On June 28, our qualified retirement plan consultant, Maha Ahmed, attended a special retirement plan symposium sponsored by Federated Investors.
Led by an attorney team from Morgan Lewis, the panel discussed ways in which plan sponsors (employers who offer retirement plans) can defend themselves against allegations of fiduciary breach.
The panel stressed that retirement plan sponsors have a fiduciary duty to act in the best interests of their plan participants (their employees). In the past decade, there’s been a notable increase in litigation against the sponsors of very large plans. Moreover, the Department of Labor continues to target qualified retirement plans for audits.
One of the ways sponsors can protect themselves is by using experienced investment advisors to assist them in managing their plan.

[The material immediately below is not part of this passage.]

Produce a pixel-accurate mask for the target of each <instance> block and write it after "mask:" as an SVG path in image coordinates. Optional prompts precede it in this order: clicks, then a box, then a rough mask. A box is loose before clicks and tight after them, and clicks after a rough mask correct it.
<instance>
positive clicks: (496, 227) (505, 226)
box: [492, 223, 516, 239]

An experienced financial advisor can help the plan adhere to its investment policy statement. An advisor can relieve some (but not all) of the fiduciary burdens from a plan sponsor, such as conducting ongoing due diligence on investment managers.
Of course, hiring an advisor is not a guarantee that the sponsor will be free from liability, especially if the sponsor doesn’t follow the advisor’s recommendations.
A qualified retirement plan can help your business save a significant amount of money in taxes and attract highly qualified employees. The best way to manage the benefits with the potential liability is to make sure you have top notch professionals working on your side. In today’s litigious environment, you can’t afford anything else.